The report, released on May 19, also cited the failure of the justice system to deter future crimes among the reasons for a call to reform the District's approach to the prosecution of youth as adults.

"The adult system is no place for kids," said Carmen Daugherty, the policy director at CFYJ in Northwest.

"Trying youth as adults jeopardizes public safety as there is no evidence that adult court deters youth crime in general and compelling evidence that it actually increases recidivism among those who are processed through it," Daugherty said.

Authors of the report, titled, "Capital City Correction: Reforming DC's Use of Adult Incarceration Against Youth," noted that, between 2007 and 2012, a total of 541 youth under the age of 18 had been detained or incarcerated at the 1,500-bed Correctional Treatment Facility, an adult jail in Southeast.

African Americans comprised 97 percent of those inmates while all others are considered minorities. Also, officials list 98 percent of the young prisoners as male.

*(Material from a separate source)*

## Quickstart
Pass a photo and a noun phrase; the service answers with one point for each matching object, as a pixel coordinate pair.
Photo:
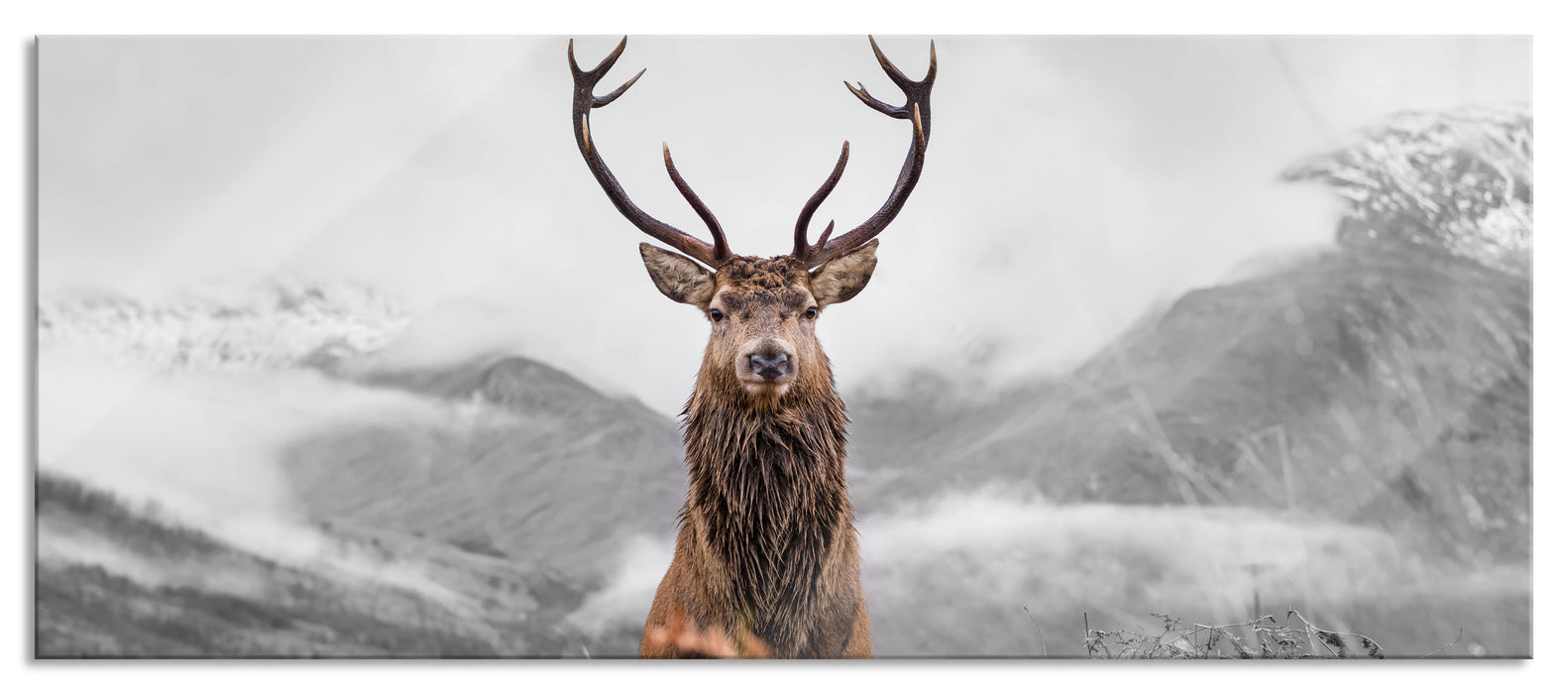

While in adult jails, teens are housed in a developmentally inappropriate and inadequate facility where they receive limited educational, behavioral health, and vocational services and little time with their families, the report's authors said.

Most of the time that youth spend in adult lockup comes prior to the trial, when they're presumed innocent under the law.

"While in custody in D.C. jail, my son became withdrawn and angry and he began to isolate himself, and then he began to think that individuals in positions of authority had already labeled and stigmatized him," Catreeda Lloyd, a Northwest resident, told CFYJ officials.

Lloyd's 16-year-old son stood trial as an adult and spent three months in the D.C. jail before prosecutors changed felony charges to a misdemeanor, she said.

"Immediately following his arrest, my son began to feel inadequate, unjustly accused, and like everything was crashing down," Lloyd said. "He began second guessing himself, and wondering whether or not anybody cared."

Earlier this month, Keela Hailes, the program manager for Free Minds Book Club & Writing Workshop in Northwest, talked about her bittersweet experience this Mother's Day without her teenage son, who's in prison with adults.

Hailes, in a blog, also expressed concern about her young son's vulnerability around hardened and much older criminals.

"Because Washington, D.C., is not a state, and does not have a federal facility, our children are sent to remote and oftentimes inaccessible adult prisons all across America. As a woman who has always prided herself for being a stickler for self-accountability, I'm not suggesting that my son should have gotten away with a slap on the wrist," she said.